OpenBSD Journal
Home : : Add Story : : Archives : : About : : Create Account : : Login :
From the trenches: espie@ reports on recent experiments in package building
Contributed by tbert on Fri Mar 7 12:52:45 2014 (GMT)
from the puff my package! dept.

In a recent post to the ports mailing list titled "dpb fun", Marc Espie (espie@) reported on tests running the OpenBSD distributed ports builder on larger than usual hardware and improvements that sprang from the test:

So, I got access to a bunch of fast machines through Yandex. Big kudoes to them. It allowed me to continue working on dpb optimizations for fast clusters, after some tentalizing glimpse into big clusters I got a few months ago thanks to some experiment led by Florian Obser.

The rest of the post follows after the fold, this looks like exciting times are ahead.

First remark is that we don't really scale all that well on a lot of cpus on the same machine (duh). It's probably faster to build things on a cluster with 5~8 machines with 4 cores each than on 3 machines with 16 cores each...

It looks like you really really want to disable hyper-threading. On my test, it amounts for a +20% performance increase.

Having memory helps... I gues the turning point is somewhere around 20GB-50GB per box... around there, you can build all ports in memory, and also have other interesting parts in tmpfs as well, such as /usr/local. It doesn't help as much as I would have guessed.

I've experimented with storing packages locally. Doesn't help all that much. Building things directly on the NFS server doesn't hurt.

One thing that does hurt, though, is computing dependencies while building packages. I have a set of patches to enable a "global depends cache" that seems to shave an extra minute or so per package (to divide by 12 or so, since this is wall-clock time on a single cpu).
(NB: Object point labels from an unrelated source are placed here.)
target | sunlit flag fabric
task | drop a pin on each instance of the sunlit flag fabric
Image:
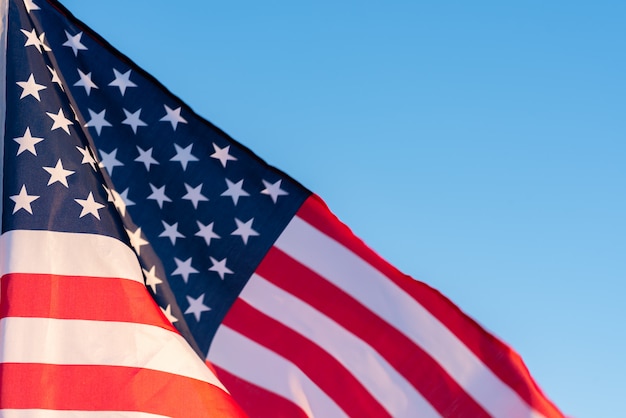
(118, 199)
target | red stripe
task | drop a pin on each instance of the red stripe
(256, 401)
(106, 388)
(426, 375)
(501, 359)
(324, 370)
(77, 297)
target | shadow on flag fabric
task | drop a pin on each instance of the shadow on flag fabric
(145, 252)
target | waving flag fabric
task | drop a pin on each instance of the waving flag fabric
(139, 241)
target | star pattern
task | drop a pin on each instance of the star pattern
(23, 200)
(31, 88)
(58, 174)
(171, 232)
(27, 143)
(60, 121)
(90, 206)
(97, 121)
(196, 306)
(244, 230)
(158, 194)
(235, 190)
(109, 161)
(151, 278)
(74, 42)
(219, 266)
(183, 268)
(136, 240)
(85, 81)
(122, 81)
(145, 157)
(194, 194)
(273, 190)
(222, 154)
(183, 155)
(127, 159)
(172, 116)
(132, 120)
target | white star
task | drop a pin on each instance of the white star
(31, 88)
(110, 197)
(58, 173)
(235, 190)
(222, 154)
(145, 157)
(151, 279)
(197, 306)
(42, 42)
(55, 77)
(273, 190)
(171, 232)
(135, 240)
(220, 267)
(193, 194)
(183, 268)
(159, 195)
(168, 314)
(90, 206)
(133, 120)
(206, 232)
(121, 201)
(183, 155)
(74, 42)
(27, 143)
(60, 121)
(87, 157)
(97, 121)
(85, 81)
(33, 40)
(30, 6)
(172, 116)
(23, 200)
(122, 81)
(244, 230)
(109, 160)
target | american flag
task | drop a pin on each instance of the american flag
(140, 241)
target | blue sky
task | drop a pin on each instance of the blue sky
(480, 147)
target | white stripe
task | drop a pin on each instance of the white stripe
(48, 413)
(108, 343)
(380, 379)
(69, 254)
(370, 287)
(256, 364)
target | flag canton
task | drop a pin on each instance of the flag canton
(93, 144)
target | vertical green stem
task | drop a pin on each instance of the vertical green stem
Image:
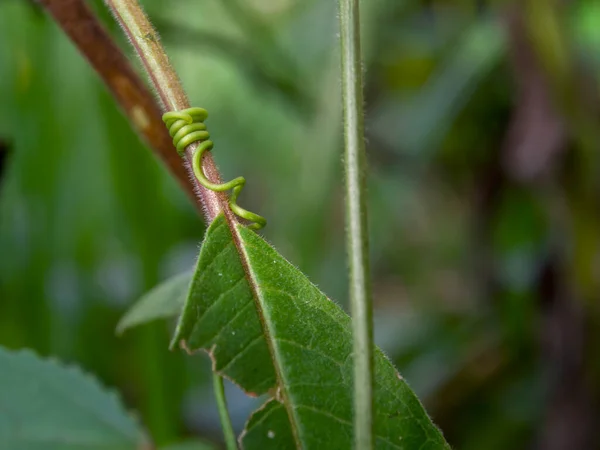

I've already committed the src/ part (tweaks to PkgCreate) and the rest will be in when ports unlock. Specifically, it just requires creating cache entries in tmp files and renaming them to their final destination, so that several packages may be built simultaneously without stepping on each other toes.

I also discovered that thanks to some buggy code reorganization of mine, I've inadvertendly nullified an important optimization (BUILD_ONCE) I implemented a few years ago.... which was fairly easy to restore, fortunately.
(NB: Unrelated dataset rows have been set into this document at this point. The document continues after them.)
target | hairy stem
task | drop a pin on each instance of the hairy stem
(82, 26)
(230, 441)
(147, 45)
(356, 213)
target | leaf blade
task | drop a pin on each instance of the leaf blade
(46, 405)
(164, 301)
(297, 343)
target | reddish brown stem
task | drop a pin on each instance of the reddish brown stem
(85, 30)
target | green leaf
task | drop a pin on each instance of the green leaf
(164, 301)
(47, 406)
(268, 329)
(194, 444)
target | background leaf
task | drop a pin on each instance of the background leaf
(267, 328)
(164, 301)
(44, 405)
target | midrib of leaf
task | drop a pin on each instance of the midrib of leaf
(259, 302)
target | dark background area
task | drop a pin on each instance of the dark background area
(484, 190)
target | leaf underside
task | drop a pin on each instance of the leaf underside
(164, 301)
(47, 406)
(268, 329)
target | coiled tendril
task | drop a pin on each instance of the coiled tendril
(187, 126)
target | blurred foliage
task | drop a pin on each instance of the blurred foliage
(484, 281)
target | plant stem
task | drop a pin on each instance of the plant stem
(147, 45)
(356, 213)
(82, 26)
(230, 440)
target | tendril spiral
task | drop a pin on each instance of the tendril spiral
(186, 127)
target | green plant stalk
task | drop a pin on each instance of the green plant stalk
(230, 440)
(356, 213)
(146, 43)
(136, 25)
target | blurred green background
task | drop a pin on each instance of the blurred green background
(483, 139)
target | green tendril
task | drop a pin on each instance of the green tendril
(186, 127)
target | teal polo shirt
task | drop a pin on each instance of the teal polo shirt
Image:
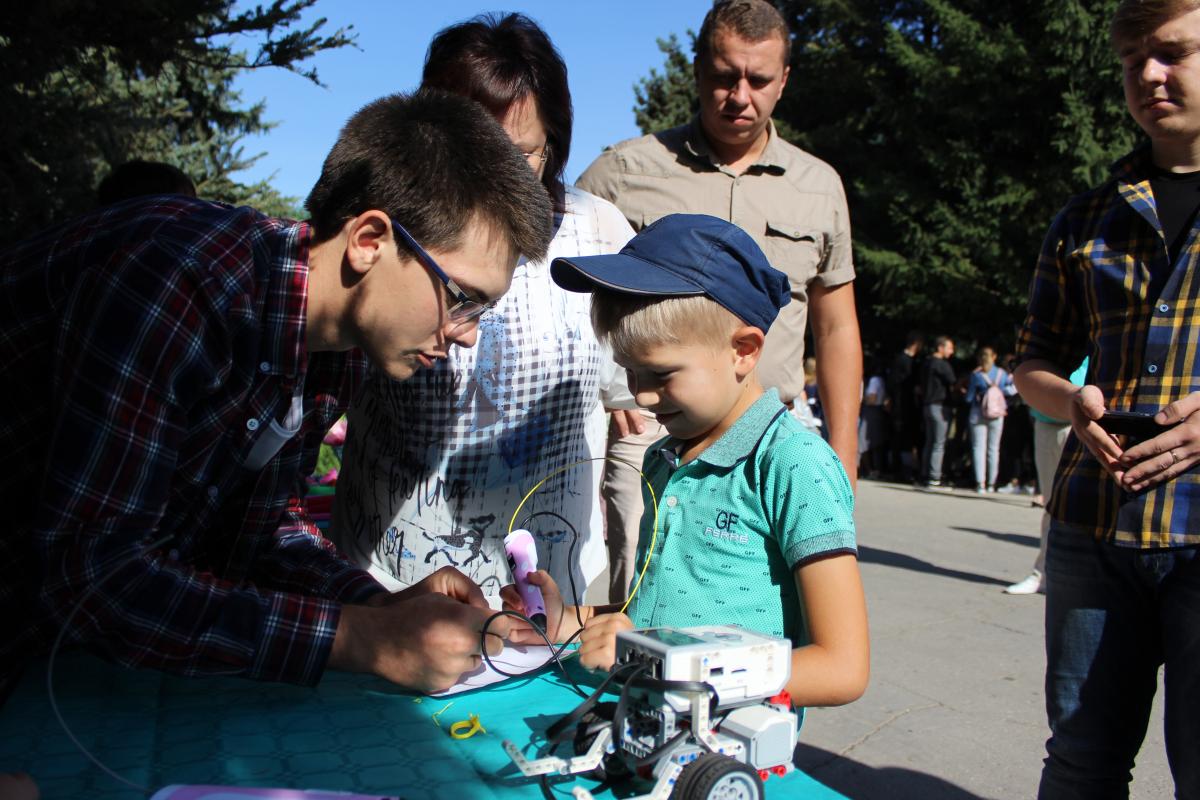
(736, 521)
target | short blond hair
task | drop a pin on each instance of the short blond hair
(633, 323)
(1135, 19)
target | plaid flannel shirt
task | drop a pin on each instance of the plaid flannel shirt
(142, 349)
(1090, 298)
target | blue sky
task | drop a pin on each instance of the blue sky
(607, 44)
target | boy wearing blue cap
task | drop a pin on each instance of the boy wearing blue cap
(755, 512)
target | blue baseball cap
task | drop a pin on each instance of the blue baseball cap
(687, 254)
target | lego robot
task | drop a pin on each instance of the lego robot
(702, 714)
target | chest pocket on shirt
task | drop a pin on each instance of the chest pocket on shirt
(795, 250)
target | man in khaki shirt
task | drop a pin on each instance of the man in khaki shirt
(730, 162)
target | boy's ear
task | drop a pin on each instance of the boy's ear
(747, 343)
(367, 235)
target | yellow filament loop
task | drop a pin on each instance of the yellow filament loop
(654, 504)
(467, 728)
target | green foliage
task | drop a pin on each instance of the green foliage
(91, 84)
(667, 98)
(959, 128)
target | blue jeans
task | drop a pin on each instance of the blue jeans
(1114, 614)
(985, 450)
(937, 422)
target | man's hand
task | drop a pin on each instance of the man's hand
(424, 642)
(628, 421)
(559, 617)
(1168, 455)
(598, 643)
(1086, 408)
(447, 581)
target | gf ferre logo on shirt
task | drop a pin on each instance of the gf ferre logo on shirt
(724, 528)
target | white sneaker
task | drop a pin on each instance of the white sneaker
(1030, 585)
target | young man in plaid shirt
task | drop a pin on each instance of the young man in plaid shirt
(1119, 282)
(169, 368)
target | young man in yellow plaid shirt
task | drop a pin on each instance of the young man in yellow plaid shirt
(1119, 282)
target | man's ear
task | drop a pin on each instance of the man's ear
(369, 236)
(747, 342)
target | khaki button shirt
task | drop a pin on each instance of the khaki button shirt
(790, 202)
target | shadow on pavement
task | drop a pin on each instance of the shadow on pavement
(1015, 539)
(862, 782)
(887, 558)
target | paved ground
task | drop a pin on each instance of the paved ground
(955, 708)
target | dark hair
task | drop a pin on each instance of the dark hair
(142, 178)
(432, 161)
(498, 60)
(1133, 19)
(751, 19)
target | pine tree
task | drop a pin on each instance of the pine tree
(959, 128)
(90, 85)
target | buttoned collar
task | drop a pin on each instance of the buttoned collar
(771, 158)
(739, 440)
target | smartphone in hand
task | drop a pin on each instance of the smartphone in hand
(1135, 426)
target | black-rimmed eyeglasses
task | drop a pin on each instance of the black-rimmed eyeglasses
(465, 310)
Another interesting improvement was smarter scheduling of available cores. The initial dpb code is very crude, and just grabs the first core available to run things. If all machines fire up simultaneously, this ends up in a "thundering herd" stampede, as 12 jobs are started on the first host, then 12 on the next one, etc... most specifically, the LISTING job starts up slow, as it competes with another 11 jobs almost right away... and dpb tends to empty its whole queue right away when you've got over 40 cpus to play with... faster LISTING == bigger queue == greater chance of full cpu utilisation.
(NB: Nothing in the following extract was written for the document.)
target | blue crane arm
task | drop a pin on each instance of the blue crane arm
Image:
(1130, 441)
One thing I haven't solved yet is that apparently, ssh in master mode tends to refuse shared connections when you go to 16 jobs per machine... I haven't investigated, not sure whether this is a limitation of ssh, or some machine limit I haven't found.

(important note: dpb with lots of cores gobbles resources like crazy... you want to seriously crank up process#, fd#, memory usage).

With all this, the biggest contender left is that dpb will lose a lot of time in "waiting-for-lock" states... I've done a quick patch that helps a common case: when a job is run parallel, it would release lots of cores (maxcores/2) at the end of packaging, and hence... lots of waiting-for-lock.

The job can actually regurgitate those cores at the end of fake... this still leads to loads of waiting-for-locks, but those will hopefully be solved by the end of packaging.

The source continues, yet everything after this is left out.